Huxley is a city in Shelby County, Texas, United States. The population was 385 at the 2010 census.

Geography

Huxley is located at  (31.761773, –93.887578).

According to the United States Census Bureau, the city has a total area of 2.0 square miles (5.3 km2), of which, 2.0 square miles (5.2 km2) of it is land and 0.04 square miles (0.1 km2) of it (1.96%) is water.

Demographics

As of the census of 2000, there were 298 people, 135 households, and 103 families residing in the city. The population density was 148.8 people per square mile (57.5/km2). There were 230 housing units at an average density of 114.8/sq mi (44.4/km2). The racial makeup of the city was 98.32% White, 1.34% African American and 0.34% Native American. Hispanic or Latino of any race were 0.67% of the population.

There were 135 households, out of which 17.0% had children under the age of 18 living with them, 70.4% were married couples living together, 3.7% had a female householder with no husband present, and 23.0% were non-families. 20.0% of all households were made up of individuals, and 10.4% had someone living alone who was 65 years of age or older. The average household size was 2.21 and the average family size was 2.50.

In the city, the population was spread out, with 13.1% under the age of 18, 3.7% from 18 to 24, 18.1% from 25 to 44, 33.2% from 45 to 64, and 31.9% who were 65 years of age or older. The median age was 56 years. For every 100 females, there were 106.9 males. For every 100 females age 18 and over, there were 97.7 males.

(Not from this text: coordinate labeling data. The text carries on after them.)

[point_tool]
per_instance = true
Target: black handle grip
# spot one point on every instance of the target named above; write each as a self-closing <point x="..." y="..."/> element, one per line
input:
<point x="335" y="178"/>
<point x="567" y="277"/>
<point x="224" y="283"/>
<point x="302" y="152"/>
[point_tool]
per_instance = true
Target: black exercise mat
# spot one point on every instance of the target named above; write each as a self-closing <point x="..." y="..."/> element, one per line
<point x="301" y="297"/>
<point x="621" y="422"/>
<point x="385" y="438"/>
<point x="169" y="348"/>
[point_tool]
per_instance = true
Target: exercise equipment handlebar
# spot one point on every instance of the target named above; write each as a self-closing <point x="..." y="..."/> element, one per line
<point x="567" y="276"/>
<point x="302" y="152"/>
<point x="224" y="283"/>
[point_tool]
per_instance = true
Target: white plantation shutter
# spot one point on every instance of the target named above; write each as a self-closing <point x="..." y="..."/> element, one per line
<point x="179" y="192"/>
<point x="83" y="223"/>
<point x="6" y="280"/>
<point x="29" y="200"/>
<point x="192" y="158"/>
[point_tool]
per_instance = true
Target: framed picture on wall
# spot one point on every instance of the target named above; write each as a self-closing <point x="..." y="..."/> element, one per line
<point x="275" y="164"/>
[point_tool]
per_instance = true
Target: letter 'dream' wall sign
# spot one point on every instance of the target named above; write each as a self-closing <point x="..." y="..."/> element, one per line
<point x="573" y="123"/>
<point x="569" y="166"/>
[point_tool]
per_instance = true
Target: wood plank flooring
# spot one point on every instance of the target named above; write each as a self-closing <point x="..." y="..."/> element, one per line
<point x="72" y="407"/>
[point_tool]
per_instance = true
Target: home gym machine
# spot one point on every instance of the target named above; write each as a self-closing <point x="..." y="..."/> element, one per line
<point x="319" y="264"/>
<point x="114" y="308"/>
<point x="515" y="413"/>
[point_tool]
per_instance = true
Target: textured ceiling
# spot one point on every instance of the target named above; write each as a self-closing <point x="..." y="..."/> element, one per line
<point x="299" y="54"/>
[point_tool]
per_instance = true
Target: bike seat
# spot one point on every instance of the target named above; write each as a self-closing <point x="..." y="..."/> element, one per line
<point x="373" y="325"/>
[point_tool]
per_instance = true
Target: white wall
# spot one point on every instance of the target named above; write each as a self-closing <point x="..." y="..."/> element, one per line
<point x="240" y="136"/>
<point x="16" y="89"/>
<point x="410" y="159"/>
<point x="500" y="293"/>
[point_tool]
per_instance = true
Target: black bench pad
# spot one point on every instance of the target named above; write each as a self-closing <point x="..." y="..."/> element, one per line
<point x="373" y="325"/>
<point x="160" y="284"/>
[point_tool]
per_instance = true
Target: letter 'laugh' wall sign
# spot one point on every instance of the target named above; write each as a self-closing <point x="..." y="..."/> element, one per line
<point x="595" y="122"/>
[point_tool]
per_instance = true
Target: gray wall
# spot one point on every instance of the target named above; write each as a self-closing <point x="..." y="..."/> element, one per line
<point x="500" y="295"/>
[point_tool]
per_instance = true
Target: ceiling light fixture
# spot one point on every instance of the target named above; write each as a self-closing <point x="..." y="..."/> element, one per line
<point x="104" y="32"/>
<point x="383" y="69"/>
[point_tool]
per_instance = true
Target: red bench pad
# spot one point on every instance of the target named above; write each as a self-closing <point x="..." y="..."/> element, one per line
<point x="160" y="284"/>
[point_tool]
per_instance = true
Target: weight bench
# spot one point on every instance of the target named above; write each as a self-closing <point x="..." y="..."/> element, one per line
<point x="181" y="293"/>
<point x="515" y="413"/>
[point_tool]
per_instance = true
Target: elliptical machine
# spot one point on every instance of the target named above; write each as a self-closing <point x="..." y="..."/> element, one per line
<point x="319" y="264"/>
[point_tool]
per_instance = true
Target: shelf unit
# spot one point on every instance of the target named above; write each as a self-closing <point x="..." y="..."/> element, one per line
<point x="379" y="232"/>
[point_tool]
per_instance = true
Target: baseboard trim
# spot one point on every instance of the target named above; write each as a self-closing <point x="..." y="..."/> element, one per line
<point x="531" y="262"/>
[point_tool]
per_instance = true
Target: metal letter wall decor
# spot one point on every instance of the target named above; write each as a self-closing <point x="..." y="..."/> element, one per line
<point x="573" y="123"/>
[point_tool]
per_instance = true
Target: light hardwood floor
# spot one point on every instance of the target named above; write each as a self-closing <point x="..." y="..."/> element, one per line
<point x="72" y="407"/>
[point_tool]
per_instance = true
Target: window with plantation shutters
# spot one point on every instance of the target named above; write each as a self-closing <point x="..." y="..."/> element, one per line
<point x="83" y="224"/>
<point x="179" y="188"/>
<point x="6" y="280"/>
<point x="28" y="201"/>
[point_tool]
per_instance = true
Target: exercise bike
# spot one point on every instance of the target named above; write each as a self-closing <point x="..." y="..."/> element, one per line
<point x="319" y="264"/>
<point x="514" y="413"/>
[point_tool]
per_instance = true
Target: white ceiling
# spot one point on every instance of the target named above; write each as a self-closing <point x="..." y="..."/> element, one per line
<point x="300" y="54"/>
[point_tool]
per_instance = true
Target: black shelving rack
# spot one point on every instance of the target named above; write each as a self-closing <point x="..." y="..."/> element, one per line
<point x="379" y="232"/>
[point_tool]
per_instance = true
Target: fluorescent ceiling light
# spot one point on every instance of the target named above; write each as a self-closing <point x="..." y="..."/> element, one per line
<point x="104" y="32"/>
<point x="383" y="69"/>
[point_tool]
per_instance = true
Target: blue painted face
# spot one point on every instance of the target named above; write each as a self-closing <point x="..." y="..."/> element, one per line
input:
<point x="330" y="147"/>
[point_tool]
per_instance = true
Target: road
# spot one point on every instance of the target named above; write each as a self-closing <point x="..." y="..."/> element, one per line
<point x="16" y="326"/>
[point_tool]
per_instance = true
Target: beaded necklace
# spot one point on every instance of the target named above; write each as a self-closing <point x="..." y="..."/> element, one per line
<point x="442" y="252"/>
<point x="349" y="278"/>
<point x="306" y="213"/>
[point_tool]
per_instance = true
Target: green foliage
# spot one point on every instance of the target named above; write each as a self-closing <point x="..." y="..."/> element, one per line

The median income for a household in the city was $32,143, and the median income for a family was $40,000. Males had a median income of $41,875 versus $20,625 for females. The per capita income for the city was $19,504. About 7.5% of families and 9.6% of the population were below the poverty line, including 24.4% of those under the age of eighteen and 4.6% of those 65 or over.

Education
Public education in the city of Huxley is provided by the Shelbyville and Joaquin Independent School Districts.